本発明の熱可塑性樹脂組成物は、ポリカーボネート樹脂(A)と、テレフタル酸残基、1,4-シクロヘキサンジメタノール残基、及び2,2,4,4-テトラメチル-1,3-シクロブタンジオール残基を含むポリエステル樹脂(B)とを含有する熱可塑性樹脂成分と、ガラス充填剤(C)と、エステル化合物(D)とを含む熱可塑性樹脂組成物であって、ポリカーボネート樹脂(A)とポリエステル樹脂(B)の合計100質量部中にポリカーボネート樹脂(A)を25~65質量部、ポリエステル樹脂(B)を75~35質量部含み、該熱可塑性樹脂成分100質量部に対してガラス充填剤(C)を10~45質量部、エステル化合物(D)を0.5~2.2質量部含むことを特徴とする。
本発明の熱可塑性樹脂組成物では、テレフタル酸残基、1,4-シクロヘキサンジメタノール残基、及び2,2,4,4-テトラメチル-1,3-シクロブタンジオール残基を含むポリエステル樹脂(B)をポリカーボネート樹脂(A)に対して所定の割合で混合して用いることにより、樹脂マトリクスの屈折率をガラスの屈折率に近づけることができ、樹脂マトリクスの屈折率とガラス充填剤(C)の屈折率の差に起因する透明性の低下の問題を軽減することができる。

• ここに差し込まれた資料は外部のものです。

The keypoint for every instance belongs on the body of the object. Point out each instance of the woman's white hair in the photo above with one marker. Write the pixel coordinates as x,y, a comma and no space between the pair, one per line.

即ち、ポリカーボネート樹脂(A)は、ガラスよりも屈折率が大きく、ポリカーボネート樹脂(A)にガラス充填剤(C)を充填したガラス強化ポリカーボネート樹脂組成物では、この屈折率差に起因して透明性が大きく低下するが、このようなポリカーボネート樹脂(A)に対して、屈折率の小さいポリエステル樹脂(B)を所定の割合で配合することにより、ポリカーボネート樹脂(A)とポリエステル樹脂(B)で形成される樹脂マトリクスの屈折率を、用いるガラス充填剤(C)の屈折率に近づけることができ、透明性を顕著に改善することができる。
加えて、エステル化合物(D)を所定の割合で配合することにより、このエステル化合物(D)が成形時に成形品の表面に浮き出ることによっても透明性が改善される。即ち、エステル化合物(D)は、離型剤として機能するものであり、成形品表面に浮き出て離型性を高めるものであるが、本発明では、このようなエステル化合物(D)を離型剤としての配合量よりも若干多めに配合することで、離型性のみならず透明性の改善効果を発揮させることができる。
本発明で用いるポリカーボネート樹脂(A)としては、透明性、耐衝撃性、耐熱性等の面から、芳香族ポリカーボネート樹脂が好ましい。
芳香族ポリカーボネート樹脂は、芳香族ジヒドロキシ化合物又はこれと少量のポリヒドロキシ化合物を、ホスゲン又は炭酸ジエステルと反応させることによって得られる、分岐していてもよい熱可塑性重合体又は共重合体である。芳香族ポリカーボネート樹脂の製造方法は、特に限定されるものではなく、従来公知のホスゲン法(界面重合法)や溶融法(エステル交換法)により製造したものを使用することができる。また、溶融法を用いた場合には、末端基のOH基量を調整した芳香族ポリカーボネート樹脂を使用することができる。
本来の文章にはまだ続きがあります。